However, although it’s easy to giggle at Messrs Palmer and Cameron the fact remains that these are leading figures on the Australian Right, and if we allow the crazy to go unanswered we risk it gaining momentum.

So, let us take Cameron’s conspiracy theory as a starting point and go to the origins of a minimum wage.

The central belief guiding the introduction of a minimum wage across the globe is that “wages ought not to be insufficient to support a frugal and well-behaved wage-earner.”

And what Marxist, revolutionary text is this influential quote taken from?

In fact, it was Pope Leo XIII’s seminal encyclical Rerum Novarum. Penned in 1891, it is widely credited with creating momentum internationally for the realisation of this basic right.

Australia was an early adaptor of this moral practice, with the beginnings of a national minimum wage arriving in 1907 off the back of the Harvester Judgment, which ruled that one of Australia’s largest employers at the time had to pay his workers a wage that guaranteed them a basic standard of living.

This went on to become a fundamental right under Australian law.

So much for the shadowy origins and vested interests alluded to by Cameron. However, what about his assertion that the minimum wage stops people from getting jobs?

If you pick up an old Introduction to Economics textbook it may explain that by mandating a minimum wage, and not letting the market find its own equilibrium (i.e. not allowing bosses to pay the very least they can get away with), you create unemployment.

Theoretically this sounds plausible, however like so much of pure economic theory, it doesn’t seem to work out in the real world.

In fact, study after study of similar jurisdictions with differing minimum wages has shown that minimum wage increases do not create job losses.

One of the most famous was the Card and Krueger Study in the United States, which Nobel Laureate Paul Krugman said “found no evidence that minimum wage increases in the range that the United States has experienced led to job losses. Their work has been attacked because it seems to contradict Econ 101 and because it was ideologically disturbing to many. Yet it has stood up very well to repeated challenges, and new cases confirming its results keep coming in.”

So let’s call a spade a spade and spell out what Ross Cameron’s proposal would actually mean.

Australia’s current minimum wage is $589.30 for a full time job per week. If you are sustaining one person on this wage, in modern Australia, it’s tough. It’s near-impossible, if you’re trying to provide for a family with it.

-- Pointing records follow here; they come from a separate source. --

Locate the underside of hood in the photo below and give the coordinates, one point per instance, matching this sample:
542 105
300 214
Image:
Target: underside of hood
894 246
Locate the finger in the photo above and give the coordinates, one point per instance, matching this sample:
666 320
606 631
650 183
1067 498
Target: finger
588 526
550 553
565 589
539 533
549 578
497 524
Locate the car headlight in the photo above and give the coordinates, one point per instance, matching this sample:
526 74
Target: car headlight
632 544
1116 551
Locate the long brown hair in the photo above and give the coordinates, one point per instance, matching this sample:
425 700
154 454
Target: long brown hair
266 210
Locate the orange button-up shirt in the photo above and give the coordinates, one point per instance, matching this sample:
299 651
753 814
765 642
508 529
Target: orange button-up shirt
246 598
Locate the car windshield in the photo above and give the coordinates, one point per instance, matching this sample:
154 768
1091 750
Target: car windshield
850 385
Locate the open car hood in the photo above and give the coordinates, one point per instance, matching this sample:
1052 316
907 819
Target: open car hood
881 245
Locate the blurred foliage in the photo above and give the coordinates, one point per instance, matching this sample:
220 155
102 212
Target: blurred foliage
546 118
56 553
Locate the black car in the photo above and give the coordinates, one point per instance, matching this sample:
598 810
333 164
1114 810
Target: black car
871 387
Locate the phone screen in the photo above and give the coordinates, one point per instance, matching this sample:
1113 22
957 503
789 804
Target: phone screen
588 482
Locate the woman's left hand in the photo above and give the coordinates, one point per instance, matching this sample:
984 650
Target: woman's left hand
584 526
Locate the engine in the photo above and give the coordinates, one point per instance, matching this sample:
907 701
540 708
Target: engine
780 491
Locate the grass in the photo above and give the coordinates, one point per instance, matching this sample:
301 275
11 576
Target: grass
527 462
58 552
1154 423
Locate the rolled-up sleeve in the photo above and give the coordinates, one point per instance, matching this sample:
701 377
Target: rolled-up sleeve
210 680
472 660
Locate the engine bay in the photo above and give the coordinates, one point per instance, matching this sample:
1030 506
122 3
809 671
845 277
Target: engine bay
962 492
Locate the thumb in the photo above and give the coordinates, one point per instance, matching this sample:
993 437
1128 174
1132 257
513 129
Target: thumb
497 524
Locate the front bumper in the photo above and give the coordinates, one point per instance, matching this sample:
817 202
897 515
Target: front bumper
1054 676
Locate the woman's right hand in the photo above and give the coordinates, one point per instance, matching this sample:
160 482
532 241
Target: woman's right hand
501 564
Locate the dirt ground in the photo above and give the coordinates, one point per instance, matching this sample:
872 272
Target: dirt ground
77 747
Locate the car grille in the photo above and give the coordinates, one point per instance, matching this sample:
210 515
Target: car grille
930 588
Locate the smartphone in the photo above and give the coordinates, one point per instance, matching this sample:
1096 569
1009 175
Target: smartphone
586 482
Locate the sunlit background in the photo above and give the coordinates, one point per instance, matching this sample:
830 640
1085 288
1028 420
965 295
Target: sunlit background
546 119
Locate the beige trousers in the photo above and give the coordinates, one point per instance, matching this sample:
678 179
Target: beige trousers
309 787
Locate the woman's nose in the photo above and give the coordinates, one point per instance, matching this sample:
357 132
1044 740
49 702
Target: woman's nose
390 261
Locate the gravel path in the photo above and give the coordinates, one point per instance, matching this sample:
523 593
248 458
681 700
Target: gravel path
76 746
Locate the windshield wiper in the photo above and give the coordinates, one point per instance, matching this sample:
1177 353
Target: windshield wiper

Cameron’s proposal would be to create a new underclass of Australians working for less than $589.30 per week.

Do conservatives really believe this is the sort of country we want to live in?

Australia is a great egalitarian country, the country of the fair go. And while we weren’t the first to introduce a minimum wage (New Zealand beat us to the line on that one), it has proudly been a part of our social landscape for over 100 years.

We have it because we believe that working people should be paid enough to provide adequately for themselves and their loved ones.

We have it because we want to compete for jobs based on our skills, abilities and work ethic – not on how low we are willing to go on wages.

Long may Cameron’s “conspiracy” protect the 1.4 million Australian workers and their families who rely on the minimum wage for a dignified life.

Disclaimer: The author and the organisation he represents have never accepted donations from the CIA in order to advocate for a minimum wage. (Or is that just what he wants you to think?)